I always think it's a waste of time and I've gotten used to not caring about Rhea and her business anymore. But she provokes me again and again and takes away everything that used to belong to me.

I walk over to my nightstand and pick up a framed photo of my parents and I. I look at our smiles with tears shimmering in my eyes. Those were the old days when mum and dad were still together. We were the perfect family in the eyes of everyone.

I look a lot like my mum, that's why sometimes I wonder if that's the reason my father has been acting so cold to me since his new wife and child came into his life. Do I remind him of my mum or does he just love Rhea so much that he cannot treat me nicely?

I miss my mum so much.

I've always wanted to go out there and find her, but as days have gone by, I have become less sure about that idea.

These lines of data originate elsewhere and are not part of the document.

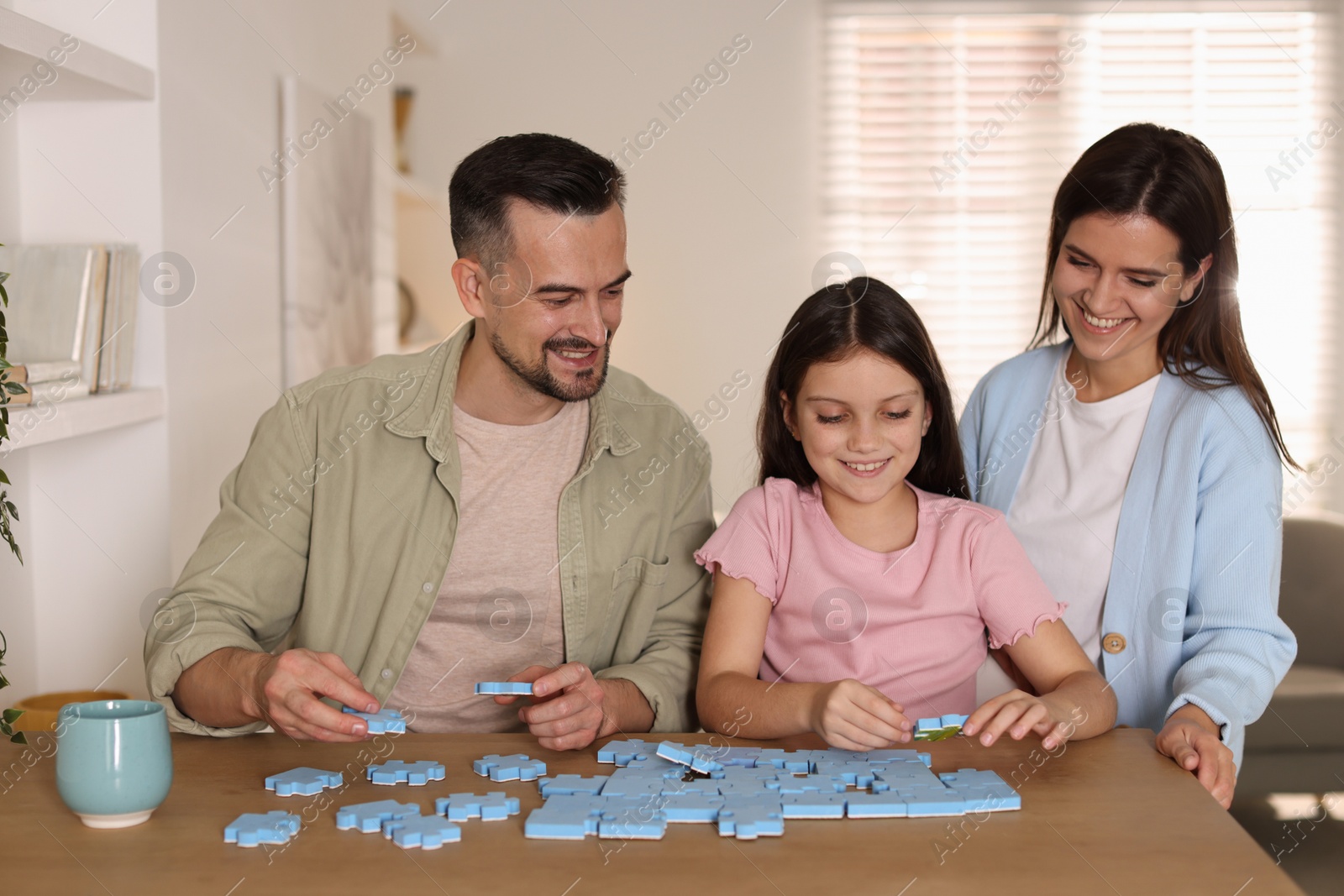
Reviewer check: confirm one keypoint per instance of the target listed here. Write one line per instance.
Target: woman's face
(1117, 281)
(860, 422)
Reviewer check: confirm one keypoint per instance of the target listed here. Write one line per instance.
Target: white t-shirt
(499, 606)
(1068, 504)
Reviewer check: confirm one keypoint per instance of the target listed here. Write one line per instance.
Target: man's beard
(539, 375)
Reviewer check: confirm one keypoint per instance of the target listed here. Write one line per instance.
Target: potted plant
(7, 510)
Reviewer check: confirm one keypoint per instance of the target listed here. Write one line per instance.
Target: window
(948, 134)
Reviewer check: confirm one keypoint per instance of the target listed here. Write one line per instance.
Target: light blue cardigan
(1194, 582)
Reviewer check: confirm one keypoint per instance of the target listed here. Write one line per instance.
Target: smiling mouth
(1100, 322)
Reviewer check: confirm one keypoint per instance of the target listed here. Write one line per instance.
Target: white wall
(221, 69)
(94, 510)
(717, 275)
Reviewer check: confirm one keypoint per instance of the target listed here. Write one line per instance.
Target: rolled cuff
(669, 711)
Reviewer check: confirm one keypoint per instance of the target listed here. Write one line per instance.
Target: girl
(1139, 458)
(851, 590)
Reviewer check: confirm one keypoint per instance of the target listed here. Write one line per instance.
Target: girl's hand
(1019, 714)
(1193, 741)
(851, 715)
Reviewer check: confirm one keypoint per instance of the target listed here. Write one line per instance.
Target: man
(499, 506)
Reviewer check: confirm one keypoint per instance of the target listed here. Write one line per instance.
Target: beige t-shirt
(499, 607)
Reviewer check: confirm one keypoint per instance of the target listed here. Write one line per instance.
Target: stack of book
(71, 318)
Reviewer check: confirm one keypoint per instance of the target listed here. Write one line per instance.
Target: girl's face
(1117, 281)
(860, 422)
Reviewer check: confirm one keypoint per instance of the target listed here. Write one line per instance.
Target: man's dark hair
(548, 170)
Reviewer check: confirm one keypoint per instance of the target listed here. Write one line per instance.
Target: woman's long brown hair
(1175, 179)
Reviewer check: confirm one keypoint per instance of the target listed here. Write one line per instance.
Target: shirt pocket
(636, 597)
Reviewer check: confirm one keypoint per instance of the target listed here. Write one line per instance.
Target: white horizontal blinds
(906, 89)
(1250, 85)
(941, 123)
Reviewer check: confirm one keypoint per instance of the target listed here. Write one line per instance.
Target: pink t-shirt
(911, 622)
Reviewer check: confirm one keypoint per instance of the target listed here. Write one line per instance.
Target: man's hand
(233, 687)
(1193, 741)
(570, 708)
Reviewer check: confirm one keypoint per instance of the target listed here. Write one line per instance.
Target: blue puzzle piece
(884, 805)
(514, 768)
(566, 819)
(632, 824)
(813, 805)
(570, 785)
(622, 752)
(494, 806)
(811, 783)
(752, 817)
(425, 832)
(691, 808)
(857, 774)
(369, 817)
(385, 721)
(698, 758)
(983, 790)
(504, 688)
(253, 829)
(929, 802)
(302, 782)
(795, 761)
(407, 773)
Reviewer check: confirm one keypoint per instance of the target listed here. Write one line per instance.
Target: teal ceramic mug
(113, 761)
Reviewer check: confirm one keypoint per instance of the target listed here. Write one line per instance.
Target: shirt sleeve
(745, 546)
(1011, 594)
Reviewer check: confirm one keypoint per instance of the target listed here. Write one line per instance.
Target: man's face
(551, 309)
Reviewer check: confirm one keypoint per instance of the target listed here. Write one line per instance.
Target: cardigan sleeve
(968, 432)
(1236, 649)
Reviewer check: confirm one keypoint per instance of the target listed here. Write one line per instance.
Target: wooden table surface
(1105, 815)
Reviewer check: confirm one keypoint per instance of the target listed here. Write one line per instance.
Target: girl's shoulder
(952, 516)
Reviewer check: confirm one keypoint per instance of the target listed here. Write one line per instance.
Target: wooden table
(1105, 815)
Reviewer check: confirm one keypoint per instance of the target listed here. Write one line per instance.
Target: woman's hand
(1019, 714)
(851, 715)
(1193, 741)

Maybe leaving me behind was what she truly wanted because never for once did she come back to see me all these years.

If I appeared in her life right now, would she be happy? Would I be disrupting her life? And most importantly, will I even have the chance to search for her anymore?

I am still shaken by the news of resuming the Concordat Ritual. I had plans for my life, but never did I think serving men would be one of them. I have no idea what it's going to be like doing that.

Would I be deprived of my freedom forever?

Is my life ahead already ruined?

Going over to the Lycan pack sounds appalling, but then again I don't think I want to keep living here in my father's castle, in a place where I can no longer call home.

Dad changed so much since the day Rhea and her mother came into our lives. Whenever we had a fight, he would take Rhea's side even if she was on the wrong, which was always the case. He would always scold me to play the part of a big sister even when Rhea never respected me as one.

I let out a heavy sign.

***

The day finally comes.

A few servants carry my bags downstairs and I follow them where I meet the rest of the family in the living room.

Rhea is already here with her mother together with our father as well.

Conrad is nowhere to be found. That fact makes me let out a bitter laugh.

I'm sure he's too heartbroken to show his face here again.

"Rhea. Take good care of yourself, okay. I heard the young king is still very unstable from losing his mate. Try as much as you can not to go for him if you are not prepared. Keep your eyes open!" Rhea's mum cautions her and I'm not even surprised.